Defining the number of silver coins as $S$ , and the number of gold coins as $G$ , this can also be expressed by saying

${S_{intial}} \equiv {S_{final}} \pmod{2}$

and

${G_{intial}} \equiv {G_{final}} \pmod{2}$

while only flipping two coins. If you start with an odd number of silver coins, you will finish with an odd number of silver coins.
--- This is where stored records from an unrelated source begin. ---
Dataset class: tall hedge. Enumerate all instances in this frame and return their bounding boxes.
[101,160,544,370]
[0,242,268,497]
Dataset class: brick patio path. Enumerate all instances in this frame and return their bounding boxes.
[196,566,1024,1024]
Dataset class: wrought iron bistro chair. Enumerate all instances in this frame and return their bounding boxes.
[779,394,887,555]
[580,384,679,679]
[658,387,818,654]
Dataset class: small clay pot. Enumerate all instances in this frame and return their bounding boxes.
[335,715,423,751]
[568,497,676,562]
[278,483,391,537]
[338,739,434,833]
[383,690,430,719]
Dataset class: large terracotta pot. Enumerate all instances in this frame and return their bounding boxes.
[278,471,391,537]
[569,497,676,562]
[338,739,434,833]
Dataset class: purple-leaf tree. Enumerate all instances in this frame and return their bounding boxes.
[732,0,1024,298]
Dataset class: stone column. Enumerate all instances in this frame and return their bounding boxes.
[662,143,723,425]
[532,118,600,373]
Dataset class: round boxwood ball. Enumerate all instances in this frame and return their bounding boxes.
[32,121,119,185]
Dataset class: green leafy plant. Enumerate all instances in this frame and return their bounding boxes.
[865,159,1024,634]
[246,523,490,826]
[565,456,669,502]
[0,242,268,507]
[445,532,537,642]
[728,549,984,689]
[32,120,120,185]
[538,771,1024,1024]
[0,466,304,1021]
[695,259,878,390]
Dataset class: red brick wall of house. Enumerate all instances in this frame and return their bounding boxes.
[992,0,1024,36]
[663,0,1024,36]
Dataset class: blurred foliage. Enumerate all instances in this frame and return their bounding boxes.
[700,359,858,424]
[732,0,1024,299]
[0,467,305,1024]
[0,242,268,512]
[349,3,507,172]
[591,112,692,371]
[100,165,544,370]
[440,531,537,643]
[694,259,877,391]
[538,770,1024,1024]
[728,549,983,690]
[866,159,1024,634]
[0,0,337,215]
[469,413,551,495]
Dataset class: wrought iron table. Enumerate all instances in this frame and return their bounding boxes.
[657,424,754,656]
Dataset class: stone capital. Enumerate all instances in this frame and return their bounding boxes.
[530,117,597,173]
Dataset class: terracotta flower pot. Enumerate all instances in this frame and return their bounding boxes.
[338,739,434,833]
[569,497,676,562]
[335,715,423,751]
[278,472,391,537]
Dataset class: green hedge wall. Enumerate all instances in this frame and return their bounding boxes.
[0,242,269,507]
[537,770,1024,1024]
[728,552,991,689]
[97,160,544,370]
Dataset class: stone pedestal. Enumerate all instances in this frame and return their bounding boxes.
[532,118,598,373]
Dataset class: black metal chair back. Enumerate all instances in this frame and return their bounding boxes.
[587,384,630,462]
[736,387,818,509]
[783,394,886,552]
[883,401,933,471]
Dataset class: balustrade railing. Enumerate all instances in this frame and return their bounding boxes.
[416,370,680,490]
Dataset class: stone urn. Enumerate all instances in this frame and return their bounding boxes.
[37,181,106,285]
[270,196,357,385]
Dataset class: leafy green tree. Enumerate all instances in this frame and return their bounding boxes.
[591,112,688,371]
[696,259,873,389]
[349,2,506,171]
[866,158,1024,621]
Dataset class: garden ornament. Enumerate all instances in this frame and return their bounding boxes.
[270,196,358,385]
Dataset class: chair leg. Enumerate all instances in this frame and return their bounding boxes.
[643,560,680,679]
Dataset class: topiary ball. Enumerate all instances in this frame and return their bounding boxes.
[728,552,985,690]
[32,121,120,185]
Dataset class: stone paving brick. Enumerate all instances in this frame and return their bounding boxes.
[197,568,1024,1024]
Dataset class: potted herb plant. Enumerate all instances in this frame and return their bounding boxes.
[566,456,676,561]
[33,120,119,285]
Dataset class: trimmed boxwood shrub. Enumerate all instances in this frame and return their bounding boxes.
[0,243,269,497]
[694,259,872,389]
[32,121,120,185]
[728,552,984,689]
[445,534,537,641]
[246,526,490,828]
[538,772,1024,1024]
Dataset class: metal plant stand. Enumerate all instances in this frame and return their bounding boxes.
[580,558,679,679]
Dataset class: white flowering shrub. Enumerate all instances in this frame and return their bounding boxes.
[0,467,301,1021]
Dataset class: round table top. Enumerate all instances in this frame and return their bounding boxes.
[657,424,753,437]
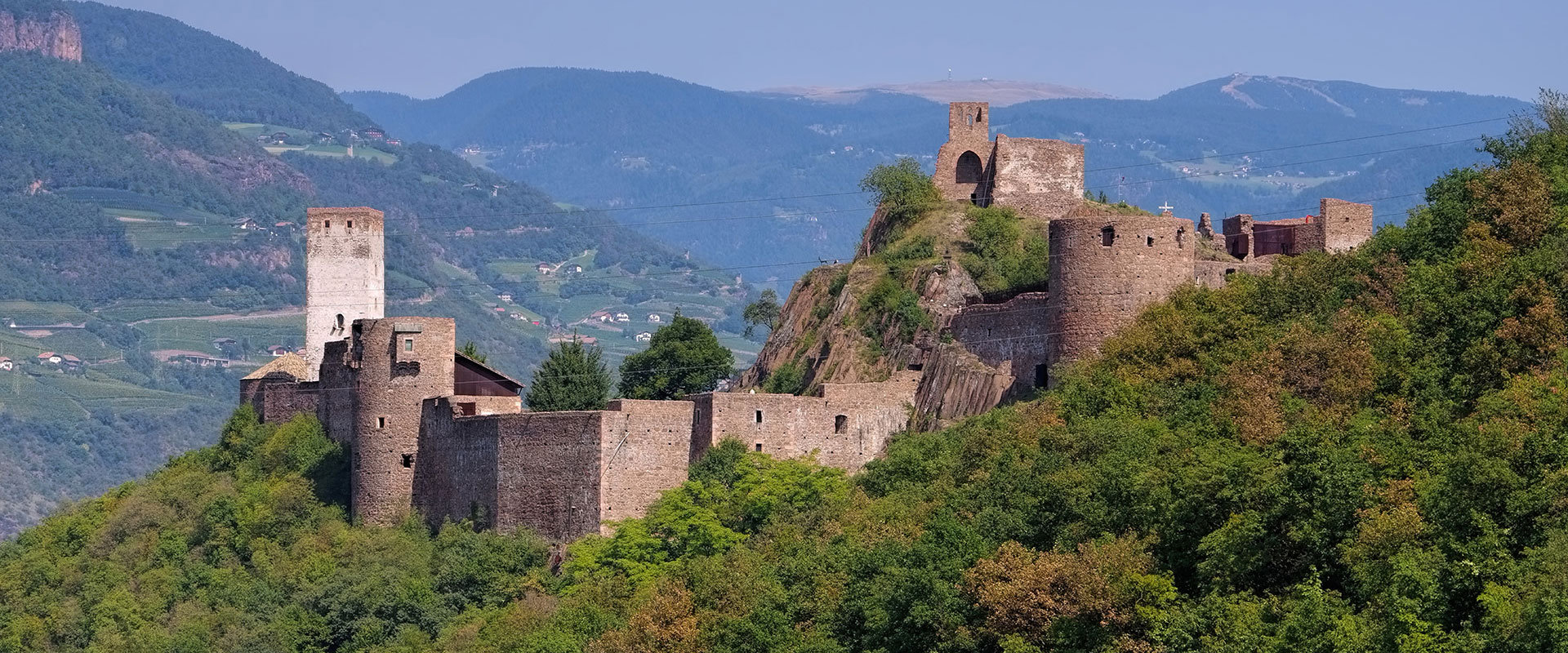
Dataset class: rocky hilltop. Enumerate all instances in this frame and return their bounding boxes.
[0,11,82,61]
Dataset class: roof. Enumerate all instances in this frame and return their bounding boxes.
[452,351,522,389]
[245,353,309,380]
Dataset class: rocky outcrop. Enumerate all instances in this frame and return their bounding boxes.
[0,11,82,61]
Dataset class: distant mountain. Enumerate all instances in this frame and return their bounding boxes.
[757,80,1111,106]
[69,2,372,131]
[1159,72,1522,127]
[0,0,755,539]
[343,69,1527,277]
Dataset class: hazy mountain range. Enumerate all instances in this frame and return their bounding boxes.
[343,69,1527,280]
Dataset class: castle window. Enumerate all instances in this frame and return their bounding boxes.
[953,150,985,183]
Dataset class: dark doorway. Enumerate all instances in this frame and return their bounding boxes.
[955,150,985,183]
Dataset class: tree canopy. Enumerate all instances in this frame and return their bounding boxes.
[621,315,735,399]
[525,336,612,411]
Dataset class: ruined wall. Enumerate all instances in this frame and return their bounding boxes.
[0,11,82,61]
[304,207,385,380]
[931,102,994,202]
[991,135,1084,220]
[1317,198,1374,252]
[815,371,922,473]
[914,343,1014,429]
[412,398,500,528]
[949,293,1050,393]
[692,371,920,471]
[348,318,457,525]
[315,340,359,445]
[1193,259,1273,288]
[240,375,320,424]
[452,394,522,415]
[1046,216,1195,374]
[599,399,695,532]
[495,411,605,542]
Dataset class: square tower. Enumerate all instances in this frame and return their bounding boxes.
[304,207,385,380]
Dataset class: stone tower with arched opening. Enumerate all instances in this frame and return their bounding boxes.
[304,207,385,380]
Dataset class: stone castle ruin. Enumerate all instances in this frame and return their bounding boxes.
[240,102,1372,540]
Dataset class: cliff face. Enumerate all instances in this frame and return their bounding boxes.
[0,11,82,61]
[740,203,980,387]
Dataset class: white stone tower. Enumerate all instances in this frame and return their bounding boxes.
[304,207,387,380]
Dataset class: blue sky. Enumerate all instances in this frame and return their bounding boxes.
[108,0,1568,99]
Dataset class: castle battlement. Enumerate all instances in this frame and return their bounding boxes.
[240,110,1372,540]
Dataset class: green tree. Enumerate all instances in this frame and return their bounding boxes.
[525,336,610,412]
[458,340,489,363]
[621,313,735,399]
[740,288,779,338]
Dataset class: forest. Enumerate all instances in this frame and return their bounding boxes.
[0,92,1568,653]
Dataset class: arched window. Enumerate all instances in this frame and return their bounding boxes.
[953,150,985,183]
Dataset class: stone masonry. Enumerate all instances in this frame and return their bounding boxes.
[304,207,385,380]
[240,102,1372,540]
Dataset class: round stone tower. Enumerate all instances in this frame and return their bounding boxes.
[1046,215,1195,379]
[348,318,457,525]
[304,207,385,380]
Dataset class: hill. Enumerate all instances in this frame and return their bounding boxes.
[68,2,373,133]
[0,96,1568,653]
[0,2,757,537]
[343,69,1526,283]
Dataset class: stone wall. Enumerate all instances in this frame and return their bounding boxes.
[304,207,385,380]
[1317,198,1375,252]
[0,11,82,61]
[949,293,1050,394]
[931,102,994,202]
[412,398,501,526]
[914,343,1014,428]
[1048,216,1195,374]
[240,375,320,424]
[495,411,607,542]
[599,399,695,532]
[991,135,1084,220]
[348,318,457,525]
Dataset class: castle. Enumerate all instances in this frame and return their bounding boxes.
[240,102,1372,540]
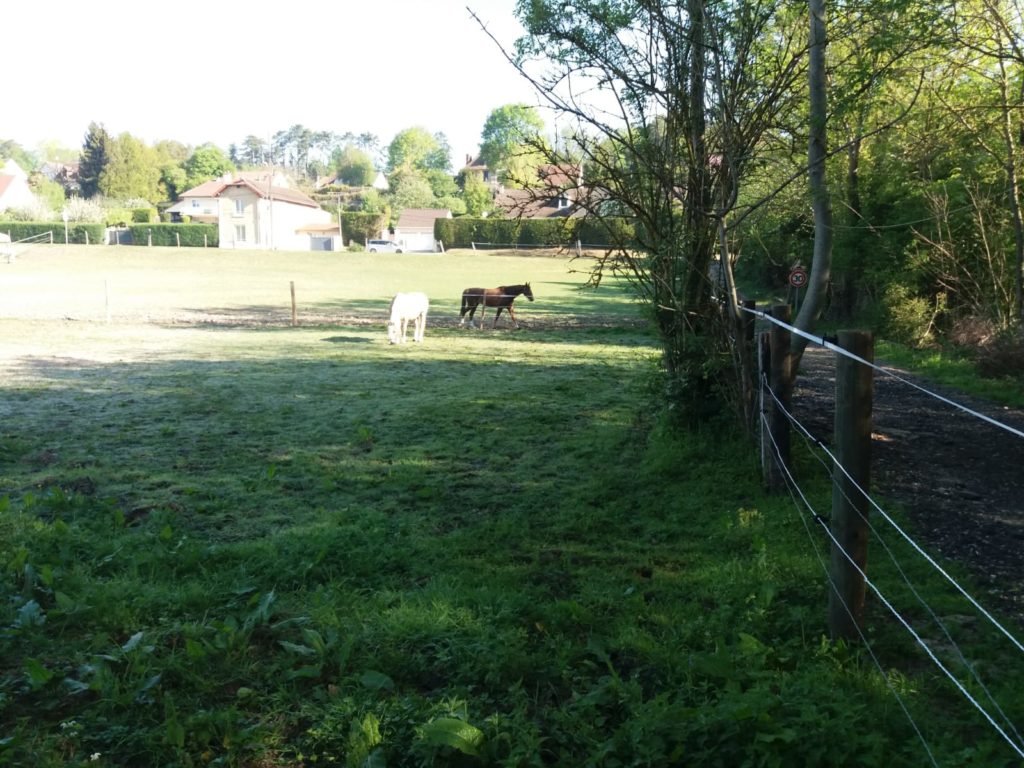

A solution, in this case, would contain zero silver coins. $0 \equiv 0 \pmod{2}$ , so the starting amount of silver coins must be even, giving us a general way to determine if you can solve this problem.

Arrangement A started with 4 silver coins, and $4 \equiv 0 \pmod{2}$ , making it possible for Arrangement A.

Arrangement A started with 5 silver coins, and $5 \equiv 1 \pmod{2}$ , making it not possible for Arrangement B, so the answer is $\boxed{only A}$ .

If you've done problems like this before you might know (This is the answer to almost all questions like this) If you expect all gold, then if silver is even then all gold is possible, otherwise if silver is odd then you can't get all gold, but you can get all but 1 gold. And same for : If you expect all silver, then if gold is even then all silver is possible, otherwise if gold is odd then you can't get all silver, but you can get all but 1 silver.

So, I think that you can get the whole row gold only if there is an odd amount of gold to start out with. If there's an even amount of gold, there's an odd amount of blank spaces, which means you can get all golds. To get more golds, there needs to be an even amount of blanks, since we get two golds at a time only.

It is only possible if the remaining ungold coins is even.

• The answer is arrangement A , because if you look at the number of gold coins in each one, There is a odd number in A and an even in B. There is a odd number of coins in each arrangement, and you have to flip by 2, which Is even, so it is A.

To change an arrangement to all-gold, you would need to flip each of the s silver coins an odd number of times and flip each of the g gold coins an even number of times. Total number of coin flips needs to be even, because you flip them in pairs. Flipping the g gold coins an even number of times must total an even number of flips. But flipping the s silver coins each an odd number of flips will only be an even number of total flips if s is even. So B, with 5 silver coins, won't get you there.

Trial and Error

An arrangement can only be transformed to being all gold (by flipping adjacent coins) if and only if the number of silver coins are even; when you flip a pair of adjacent coins, the parity of the number of silver coins never change. Thus, if the initial arrangement has an odd number of silver coins, it's impossible to make it all gold.

In arrangement A, there are 4 silver coins, an even number. Therefore, arrangement A can be flipped until it has reached all gold. You can do that by flipping two adjacent coins continuously from left to right. However, in arrangement B, there are 5 silver coins, which makes it unable to be flipped in a way that makes it all gold.